Sunday, March 28, 2010

Independence

I've made the decision to leave my job. There's a cultural expectation at my company that senior members of the team will leave in a managed fashion, with a transition plan. I've never done things this way before, but I'm in the process of negotiating my exit. It's an interesting experience, to say the least, to be leaving without having a job to go to.

I know I'm very good at what I do, and given the right fit, my next employer will be lucky to have me. But still, the economy isn't great and this approach places much of the risk squarely on me, rather than on the company I'm leaving. As I said, it's interesting.

It's also really exciting, despite the question of risk. Getting real joy from what I do every day is incredibly important to my well-being, and it's been a while since that expectation was being satisfied. Even with the uncertainty, the prospect of change feels incredibly good.

All of this has me thinking about independence and flexibility. One of the down-sides to the suburban bliss track, as I've been calling it, is that for those of us who are mere financial mortals (as opposed to the apparent financial demi-gods that I occasionally see pass in a Ferrari or Aston Martin, here in Southborough), there is an incredible amount of leverage associated with that lifestyle. For all the satisfaction that comes with being able to make the payments on a nice house full of nice stuff, there's a tremendous amount of risk that gets created in the process, and an incredible drag on your net worth.

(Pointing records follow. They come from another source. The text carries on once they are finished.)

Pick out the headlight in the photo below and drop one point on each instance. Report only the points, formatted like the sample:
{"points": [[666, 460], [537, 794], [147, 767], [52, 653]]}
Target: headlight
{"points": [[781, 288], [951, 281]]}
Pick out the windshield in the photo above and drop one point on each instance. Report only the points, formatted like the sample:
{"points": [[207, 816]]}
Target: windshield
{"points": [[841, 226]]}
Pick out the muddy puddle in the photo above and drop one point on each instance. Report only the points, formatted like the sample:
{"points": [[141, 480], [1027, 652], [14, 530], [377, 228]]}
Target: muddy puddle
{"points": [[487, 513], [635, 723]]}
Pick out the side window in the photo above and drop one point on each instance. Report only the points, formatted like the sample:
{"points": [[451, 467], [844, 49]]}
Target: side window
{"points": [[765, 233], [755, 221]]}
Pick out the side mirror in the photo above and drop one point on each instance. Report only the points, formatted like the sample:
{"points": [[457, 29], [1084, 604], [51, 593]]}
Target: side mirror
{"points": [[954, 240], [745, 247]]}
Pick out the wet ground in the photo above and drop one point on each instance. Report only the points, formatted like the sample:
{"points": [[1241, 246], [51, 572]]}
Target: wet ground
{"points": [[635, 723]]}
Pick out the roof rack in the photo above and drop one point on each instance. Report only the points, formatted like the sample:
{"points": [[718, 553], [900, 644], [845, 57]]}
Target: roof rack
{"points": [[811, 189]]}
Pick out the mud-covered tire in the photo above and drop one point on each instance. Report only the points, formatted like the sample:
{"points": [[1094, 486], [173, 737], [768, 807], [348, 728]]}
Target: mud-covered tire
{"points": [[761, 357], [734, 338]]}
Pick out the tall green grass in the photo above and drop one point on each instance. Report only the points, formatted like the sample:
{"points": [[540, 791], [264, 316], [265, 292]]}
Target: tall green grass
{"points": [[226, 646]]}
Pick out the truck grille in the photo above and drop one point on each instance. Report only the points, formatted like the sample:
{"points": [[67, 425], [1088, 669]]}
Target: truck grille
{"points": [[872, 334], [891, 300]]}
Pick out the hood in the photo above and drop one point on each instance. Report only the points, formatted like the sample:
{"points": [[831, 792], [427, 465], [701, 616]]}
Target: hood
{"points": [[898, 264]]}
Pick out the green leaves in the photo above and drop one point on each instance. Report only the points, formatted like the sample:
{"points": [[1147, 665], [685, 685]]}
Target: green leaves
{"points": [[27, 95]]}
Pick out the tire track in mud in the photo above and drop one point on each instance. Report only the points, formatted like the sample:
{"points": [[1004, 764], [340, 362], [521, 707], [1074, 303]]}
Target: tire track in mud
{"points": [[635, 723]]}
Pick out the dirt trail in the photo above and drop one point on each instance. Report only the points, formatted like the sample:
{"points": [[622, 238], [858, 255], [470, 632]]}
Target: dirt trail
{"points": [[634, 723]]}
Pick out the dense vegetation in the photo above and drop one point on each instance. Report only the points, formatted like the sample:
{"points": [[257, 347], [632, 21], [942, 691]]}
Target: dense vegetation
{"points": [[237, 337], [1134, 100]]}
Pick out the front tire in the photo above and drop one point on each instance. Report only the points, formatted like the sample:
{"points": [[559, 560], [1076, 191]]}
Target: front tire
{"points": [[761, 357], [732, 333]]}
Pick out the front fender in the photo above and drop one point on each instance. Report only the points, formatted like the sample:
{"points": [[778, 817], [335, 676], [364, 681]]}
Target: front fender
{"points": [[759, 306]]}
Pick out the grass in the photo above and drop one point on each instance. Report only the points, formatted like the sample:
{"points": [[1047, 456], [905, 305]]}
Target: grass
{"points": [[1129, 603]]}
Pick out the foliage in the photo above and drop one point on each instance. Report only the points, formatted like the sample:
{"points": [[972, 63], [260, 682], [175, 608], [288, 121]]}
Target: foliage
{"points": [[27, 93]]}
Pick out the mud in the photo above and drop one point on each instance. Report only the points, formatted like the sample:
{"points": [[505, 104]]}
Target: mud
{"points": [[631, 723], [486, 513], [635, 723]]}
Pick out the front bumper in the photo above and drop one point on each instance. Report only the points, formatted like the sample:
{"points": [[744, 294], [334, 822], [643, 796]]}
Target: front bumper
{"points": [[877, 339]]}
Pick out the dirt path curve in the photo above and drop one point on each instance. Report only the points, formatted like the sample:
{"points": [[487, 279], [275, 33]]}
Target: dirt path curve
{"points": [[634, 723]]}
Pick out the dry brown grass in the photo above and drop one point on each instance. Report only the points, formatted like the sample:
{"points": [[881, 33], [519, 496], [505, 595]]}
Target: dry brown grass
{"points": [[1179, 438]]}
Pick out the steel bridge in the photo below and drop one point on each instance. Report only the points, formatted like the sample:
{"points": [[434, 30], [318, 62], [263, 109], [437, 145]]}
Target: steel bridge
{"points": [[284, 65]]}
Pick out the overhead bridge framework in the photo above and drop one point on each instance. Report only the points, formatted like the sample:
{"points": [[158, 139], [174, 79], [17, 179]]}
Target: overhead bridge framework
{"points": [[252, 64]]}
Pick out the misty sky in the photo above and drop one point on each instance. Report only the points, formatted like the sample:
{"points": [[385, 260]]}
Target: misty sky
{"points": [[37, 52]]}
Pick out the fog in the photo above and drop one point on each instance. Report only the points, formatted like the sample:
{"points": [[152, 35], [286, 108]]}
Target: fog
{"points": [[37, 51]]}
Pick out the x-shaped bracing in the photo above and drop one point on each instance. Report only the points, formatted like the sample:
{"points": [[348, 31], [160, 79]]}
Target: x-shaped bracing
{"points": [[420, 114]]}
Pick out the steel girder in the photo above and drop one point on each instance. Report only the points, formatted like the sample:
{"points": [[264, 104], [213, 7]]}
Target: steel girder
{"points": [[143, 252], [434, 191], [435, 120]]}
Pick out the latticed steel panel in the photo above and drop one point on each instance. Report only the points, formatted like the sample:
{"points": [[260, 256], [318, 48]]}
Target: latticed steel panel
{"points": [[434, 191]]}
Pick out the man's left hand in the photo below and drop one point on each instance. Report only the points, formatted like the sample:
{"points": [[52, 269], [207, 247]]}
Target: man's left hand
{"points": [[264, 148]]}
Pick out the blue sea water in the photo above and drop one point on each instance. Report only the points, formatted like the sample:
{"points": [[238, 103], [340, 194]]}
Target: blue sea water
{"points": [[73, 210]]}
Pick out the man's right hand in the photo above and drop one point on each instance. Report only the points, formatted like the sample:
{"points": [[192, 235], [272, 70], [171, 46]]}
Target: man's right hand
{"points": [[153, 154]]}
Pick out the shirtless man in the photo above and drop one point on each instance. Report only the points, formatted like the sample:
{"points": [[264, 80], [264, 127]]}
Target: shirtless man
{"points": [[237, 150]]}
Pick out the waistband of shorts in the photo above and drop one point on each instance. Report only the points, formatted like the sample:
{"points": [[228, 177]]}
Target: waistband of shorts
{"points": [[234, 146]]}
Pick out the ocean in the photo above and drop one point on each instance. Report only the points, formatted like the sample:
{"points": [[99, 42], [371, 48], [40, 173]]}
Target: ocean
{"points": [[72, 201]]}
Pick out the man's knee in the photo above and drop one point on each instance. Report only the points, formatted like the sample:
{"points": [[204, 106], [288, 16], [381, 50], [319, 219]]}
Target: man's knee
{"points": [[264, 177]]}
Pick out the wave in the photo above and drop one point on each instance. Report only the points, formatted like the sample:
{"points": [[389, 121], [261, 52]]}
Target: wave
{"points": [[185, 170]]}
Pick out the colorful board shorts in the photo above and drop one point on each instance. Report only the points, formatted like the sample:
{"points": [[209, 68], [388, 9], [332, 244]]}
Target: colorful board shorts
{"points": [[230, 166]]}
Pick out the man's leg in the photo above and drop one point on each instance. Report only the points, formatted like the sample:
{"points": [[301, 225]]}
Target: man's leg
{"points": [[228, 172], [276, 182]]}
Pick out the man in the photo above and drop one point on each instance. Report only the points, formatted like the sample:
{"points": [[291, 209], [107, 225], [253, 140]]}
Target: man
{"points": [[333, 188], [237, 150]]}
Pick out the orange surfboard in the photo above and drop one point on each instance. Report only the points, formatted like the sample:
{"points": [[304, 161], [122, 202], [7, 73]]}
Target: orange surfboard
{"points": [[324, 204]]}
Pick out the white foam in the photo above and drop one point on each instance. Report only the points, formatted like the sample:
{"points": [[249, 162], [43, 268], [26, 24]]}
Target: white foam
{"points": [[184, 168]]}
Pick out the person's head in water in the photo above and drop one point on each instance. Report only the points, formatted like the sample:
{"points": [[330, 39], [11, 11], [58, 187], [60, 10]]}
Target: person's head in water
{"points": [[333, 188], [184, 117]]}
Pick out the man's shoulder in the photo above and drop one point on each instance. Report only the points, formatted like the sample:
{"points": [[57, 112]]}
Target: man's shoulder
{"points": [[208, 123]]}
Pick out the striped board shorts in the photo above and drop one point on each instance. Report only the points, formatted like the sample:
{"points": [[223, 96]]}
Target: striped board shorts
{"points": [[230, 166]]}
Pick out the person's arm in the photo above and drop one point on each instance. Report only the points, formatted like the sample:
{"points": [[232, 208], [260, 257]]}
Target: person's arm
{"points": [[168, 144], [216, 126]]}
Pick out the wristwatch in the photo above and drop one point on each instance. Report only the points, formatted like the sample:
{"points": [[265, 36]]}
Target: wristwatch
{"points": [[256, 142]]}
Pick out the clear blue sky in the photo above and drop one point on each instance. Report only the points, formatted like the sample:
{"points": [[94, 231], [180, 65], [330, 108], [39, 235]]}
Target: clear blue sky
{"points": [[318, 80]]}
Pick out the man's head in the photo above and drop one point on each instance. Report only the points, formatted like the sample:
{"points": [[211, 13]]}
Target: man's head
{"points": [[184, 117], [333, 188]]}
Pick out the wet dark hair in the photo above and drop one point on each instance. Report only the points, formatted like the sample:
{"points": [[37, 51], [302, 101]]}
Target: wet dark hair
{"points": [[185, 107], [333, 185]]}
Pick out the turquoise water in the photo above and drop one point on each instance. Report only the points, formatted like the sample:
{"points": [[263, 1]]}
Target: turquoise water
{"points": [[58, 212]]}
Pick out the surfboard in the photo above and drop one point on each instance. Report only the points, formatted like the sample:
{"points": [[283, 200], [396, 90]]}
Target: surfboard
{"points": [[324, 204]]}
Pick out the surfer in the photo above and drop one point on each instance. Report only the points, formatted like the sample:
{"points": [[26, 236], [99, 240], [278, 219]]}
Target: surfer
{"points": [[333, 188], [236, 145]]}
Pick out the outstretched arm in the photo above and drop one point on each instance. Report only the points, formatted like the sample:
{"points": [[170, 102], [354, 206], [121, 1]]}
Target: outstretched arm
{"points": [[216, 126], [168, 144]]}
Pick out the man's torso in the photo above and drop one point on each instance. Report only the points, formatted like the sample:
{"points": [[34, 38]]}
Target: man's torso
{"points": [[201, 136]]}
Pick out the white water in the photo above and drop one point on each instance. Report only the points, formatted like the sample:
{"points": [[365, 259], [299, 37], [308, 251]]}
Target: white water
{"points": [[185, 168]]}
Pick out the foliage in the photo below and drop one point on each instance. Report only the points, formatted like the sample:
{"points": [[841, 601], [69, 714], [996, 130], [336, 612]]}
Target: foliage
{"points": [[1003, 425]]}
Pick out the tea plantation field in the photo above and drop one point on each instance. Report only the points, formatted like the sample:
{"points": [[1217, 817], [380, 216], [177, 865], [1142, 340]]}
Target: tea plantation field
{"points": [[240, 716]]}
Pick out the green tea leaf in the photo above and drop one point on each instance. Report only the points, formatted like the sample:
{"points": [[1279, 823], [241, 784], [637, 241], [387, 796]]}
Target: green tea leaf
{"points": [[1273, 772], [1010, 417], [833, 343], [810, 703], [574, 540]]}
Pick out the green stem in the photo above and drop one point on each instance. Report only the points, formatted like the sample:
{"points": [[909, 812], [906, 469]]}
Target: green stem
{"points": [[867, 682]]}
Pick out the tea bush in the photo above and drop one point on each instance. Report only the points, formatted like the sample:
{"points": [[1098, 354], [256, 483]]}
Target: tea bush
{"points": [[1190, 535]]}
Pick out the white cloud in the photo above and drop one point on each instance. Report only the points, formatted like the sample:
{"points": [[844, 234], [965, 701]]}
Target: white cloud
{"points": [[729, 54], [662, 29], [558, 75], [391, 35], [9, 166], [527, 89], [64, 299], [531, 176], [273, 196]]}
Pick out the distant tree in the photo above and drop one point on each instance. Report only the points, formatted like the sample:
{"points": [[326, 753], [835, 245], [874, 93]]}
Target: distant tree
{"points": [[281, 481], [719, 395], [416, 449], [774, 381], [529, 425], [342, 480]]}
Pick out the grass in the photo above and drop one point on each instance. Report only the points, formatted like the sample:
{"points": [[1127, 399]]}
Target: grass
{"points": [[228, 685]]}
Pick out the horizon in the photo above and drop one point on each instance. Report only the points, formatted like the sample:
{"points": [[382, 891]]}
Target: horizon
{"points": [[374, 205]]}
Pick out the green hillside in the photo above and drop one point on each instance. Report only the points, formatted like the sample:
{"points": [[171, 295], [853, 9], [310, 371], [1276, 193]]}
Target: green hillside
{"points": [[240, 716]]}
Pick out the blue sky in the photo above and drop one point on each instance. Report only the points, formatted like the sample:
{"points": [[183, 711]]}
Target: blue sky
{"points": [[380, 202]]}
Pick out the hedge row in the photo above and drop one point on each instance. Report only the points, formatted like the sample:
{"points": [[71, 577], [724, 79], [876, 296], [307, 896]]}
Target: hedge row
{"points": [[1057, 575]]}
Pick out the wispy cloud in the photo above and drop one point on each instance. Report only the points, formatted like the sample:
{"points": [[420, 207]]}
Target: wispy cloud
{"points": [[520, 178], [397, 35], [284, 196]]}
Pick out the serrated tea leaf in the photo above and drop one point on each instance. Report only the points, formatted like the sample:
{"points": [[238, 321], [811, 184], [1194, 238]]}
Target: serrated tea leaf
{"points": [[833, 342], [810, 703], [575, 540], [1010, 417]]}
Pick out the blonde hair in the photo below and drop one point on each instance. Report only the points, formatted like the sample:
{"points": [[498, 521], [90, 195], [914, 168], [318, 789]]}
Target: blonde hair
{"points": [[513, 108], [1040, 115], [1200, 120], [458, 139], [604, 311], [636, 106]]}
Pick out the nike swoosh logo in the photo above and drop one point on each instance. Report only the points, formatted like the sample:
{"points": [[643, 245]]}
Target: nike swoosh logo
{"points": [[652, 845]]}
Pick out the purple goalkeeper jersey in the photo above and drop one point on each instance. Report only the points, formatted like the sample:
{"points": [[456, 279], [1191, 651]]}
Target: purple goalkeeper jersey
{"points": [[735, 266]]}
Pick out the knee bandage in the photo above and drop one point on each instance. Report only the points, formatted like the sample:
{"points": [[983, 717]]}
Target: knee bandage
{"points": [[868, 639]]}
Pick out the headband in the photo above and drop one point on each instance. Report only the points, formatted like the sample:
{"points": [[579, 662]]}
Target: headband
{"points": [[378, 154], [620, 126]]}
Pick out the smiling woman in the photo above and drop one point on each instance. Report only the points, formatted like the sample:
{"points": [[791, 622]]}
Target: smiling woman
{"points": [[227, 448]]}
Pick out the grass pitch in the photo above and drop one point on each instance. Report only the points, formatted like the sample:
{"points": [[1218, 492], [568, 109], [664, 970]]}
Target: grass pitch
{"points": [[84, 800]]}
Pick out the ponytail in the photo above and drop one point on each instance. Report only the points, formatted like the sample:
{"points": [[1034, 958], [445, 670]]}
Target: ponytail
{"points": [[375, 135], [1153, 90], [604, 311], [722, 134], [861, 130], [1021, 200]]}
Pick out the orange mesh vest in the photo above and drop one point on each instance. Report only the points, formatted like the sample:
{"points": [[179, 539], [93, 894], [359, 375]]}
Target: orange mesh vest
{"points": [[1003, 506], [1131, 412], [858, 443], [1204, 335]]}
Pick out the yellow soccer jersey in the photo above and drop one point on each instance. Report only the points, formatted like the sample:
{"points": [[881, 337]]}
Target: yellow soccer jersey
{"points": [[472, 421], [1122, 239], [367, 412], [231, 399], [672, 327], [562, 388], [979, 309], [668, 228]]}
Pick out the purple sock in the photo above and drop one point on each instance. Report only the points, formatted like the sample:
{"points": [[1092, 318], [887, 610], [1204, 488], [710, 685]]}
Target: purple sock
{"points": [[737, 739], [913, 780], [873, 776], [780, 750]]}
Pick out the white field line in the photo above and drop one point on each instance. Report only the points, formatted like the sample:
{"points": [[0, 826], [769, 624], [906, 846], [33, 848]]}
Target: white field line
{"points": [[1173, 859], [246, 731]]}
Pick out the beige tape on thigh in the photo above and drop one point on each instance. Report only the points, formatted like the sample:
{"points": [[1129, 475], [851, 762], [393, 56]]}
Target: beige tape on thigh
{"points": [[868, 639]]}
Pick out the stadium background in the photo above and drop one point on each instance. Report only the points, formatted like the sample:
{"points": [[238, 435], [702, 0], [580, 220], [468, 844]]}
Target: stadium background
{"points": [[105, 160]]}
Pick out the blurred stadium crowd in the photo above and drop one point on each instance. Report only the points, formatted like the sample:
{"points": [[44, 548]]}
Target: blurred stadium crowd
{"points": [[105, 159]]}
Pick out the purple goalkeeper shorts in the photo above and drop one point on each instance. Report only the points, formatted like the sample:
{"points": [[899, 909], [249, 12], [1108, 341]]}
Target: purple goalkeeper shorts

As I extricate myself from the house and the stuff, I think back to some of my marital stress, and about what has kept me at a job that wasn't bringing me joy every day. And a big chunk is really inescapable: the need to service the financial burden that came with the lifestyle.

So as I leave that behind me, I'm toying with a new vision for myself: Create a life with as little leverage as possible. Focus on building capital, not equity. Experience through doing, not acquiring.

The outcome of that change could include a large dose of of personal satisfaction and achievement, mixed with a degree of independence and flexibility I haven't had in years. If so, if the joy stops again, I'll be better positioned to move on, rather than lingering. Not because I can't commit to something, which my track record shows I certainly can. But because once a relationship doesn't work anymore, it's best for both sides to find a better fit as painlessly as possible.